Таня въебалась мефом и решила идти в магазин за чаем. Оставаться наедине с вечностью мне хотелось меньше всего, и я увязался за ней. Из-за фрактального шторма видимость была около нулевая. Выходя из комнаты вслед за Таней, я понимаю, что вообще нихуя не вижу. Вернее вижу слишком дохуя. В добавок ко всему, только я вышел за порог, меня охватило сильнейшее чувство дежавю. Это заставило меня зависнуть на некоторое время.
— Ты в порядке? — донесся откуда-то женский  голос.
— Нет, — ответил я, и схватил Таню за капюшон.

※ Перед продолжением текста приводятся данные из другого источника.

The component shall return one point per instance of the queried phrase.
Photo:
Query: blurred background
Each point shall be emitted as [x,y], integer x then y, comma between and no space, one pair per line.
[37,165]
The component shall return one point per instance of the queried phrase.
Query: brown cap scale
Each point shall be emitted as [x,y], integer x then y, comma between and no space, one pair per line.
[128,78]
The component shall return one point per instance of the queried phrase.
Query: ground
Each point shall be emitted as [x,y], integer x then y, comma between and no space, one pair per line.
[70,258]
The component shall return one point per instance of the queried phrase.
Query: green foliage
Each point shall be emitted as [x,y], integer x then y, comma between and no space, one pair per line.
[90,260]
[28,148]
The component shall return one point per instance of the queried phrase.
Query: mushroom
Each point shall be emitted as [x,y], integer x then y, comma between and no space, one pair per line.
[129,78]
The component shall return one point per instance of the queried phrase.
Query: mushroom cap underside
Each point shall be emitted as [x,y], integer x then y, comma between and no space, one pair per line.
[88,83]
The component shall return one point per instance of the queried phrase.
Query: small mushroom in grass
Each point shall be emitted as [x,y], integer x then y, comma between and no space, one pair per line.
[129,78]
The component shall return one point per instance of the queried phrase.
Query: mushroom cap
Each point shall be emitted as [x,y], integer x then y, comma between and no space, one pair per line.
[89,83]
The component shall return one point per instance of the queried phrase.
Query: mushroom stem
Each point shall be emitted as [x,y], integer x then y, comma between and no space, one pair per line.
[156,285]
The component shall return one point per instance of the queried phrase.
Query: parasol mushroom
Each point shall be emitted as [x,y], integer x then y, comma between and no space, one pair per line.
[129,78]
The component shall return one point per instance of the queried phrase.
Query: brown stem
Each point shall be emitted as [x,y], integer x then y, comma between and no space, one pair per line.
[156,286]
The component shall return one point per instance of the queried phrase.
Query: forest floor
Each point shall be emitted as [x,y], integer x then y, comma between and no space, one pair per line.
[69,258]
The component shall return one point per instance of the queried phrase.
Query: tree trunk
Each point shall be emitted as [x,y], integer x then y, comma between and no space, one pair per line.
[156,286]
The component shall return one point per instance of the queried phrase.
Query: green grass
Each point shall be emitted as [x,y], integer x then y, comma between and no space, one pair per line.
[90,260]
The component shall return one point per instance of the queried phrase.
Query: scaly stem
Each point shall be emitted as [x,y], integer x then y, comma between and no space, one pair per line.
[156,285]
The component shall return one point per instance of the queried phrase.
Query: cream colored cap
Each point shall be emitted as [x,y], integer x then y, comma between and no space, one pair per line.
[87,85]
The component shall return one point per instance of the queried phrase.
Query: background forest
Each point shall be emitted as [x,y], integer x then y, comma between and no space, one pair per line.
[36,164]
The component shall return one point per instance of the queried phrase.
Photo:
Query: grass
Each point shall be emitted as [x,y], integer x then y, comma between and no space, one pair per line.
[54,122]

Выйдя на лестничную клетку, настроение стало каким-то мечтательно-романтическим. Все российские подъезды обладают неким неуловимым кислотным шармом. Эти потрескавшиеся стены в зелёных тонах невероятно гармонично сочетаются с большими дозами психоделиков. Здесь ничто не может быть лишним, даже мой засохший сблёв недельной давности кажется неотъемлемой частью композиции. Любой падик, словно море, способен вобрать в себя грязный поток людей и испражнений, и оставаться при этом чистым. Лифт не работает уже лет 15, и я, отдавшись во власть потока, несусь на гребне волны в самую бездну. Момент овладел мною полностью. Сейчас Таня — моя доска, а я — фрактальный сёрфер. Выбросив на берег магазина, волна вновь подхватывает нас, и обратный путь происходит в виде обратной перемотки.
По пришествии домой настроение в корне меняется. Еврейские сказки на этот раз сыграли со мной злую шутку. Сперва я вполне обоснованно прихожу к выводу, что от Тани сейчас зависит ВСЁ. Меня самого уже практически нет, и моя новая реальность будет состоять из того, чем наполнит её мой невольный трипситтер. Но, вглядываясь в библейские мотивы, мысль закономерно сошла с пути логики и здравого смысла, и понесла меня к заре человечества. И вот меня уже выгоняют из рая из-за этой тупой ****ы. В конце концов я понимаю, что женщина во истину сосуд зла. Первопричина бесконечной фрактализации. Безжалостный механизм людских страданий. Но мысль уносит меня все дальше, оставляя все прозрения позади. В итоге в голове остаётся лишь одна единственная истина, не вызывающая никаких сомнений, и не требующая доказательств.  Таня — причина всех моих страданий. В этом персональном аду, она та, кто держит вилы.

Я попадаю в какую-то необъяснимую ловушку сознания.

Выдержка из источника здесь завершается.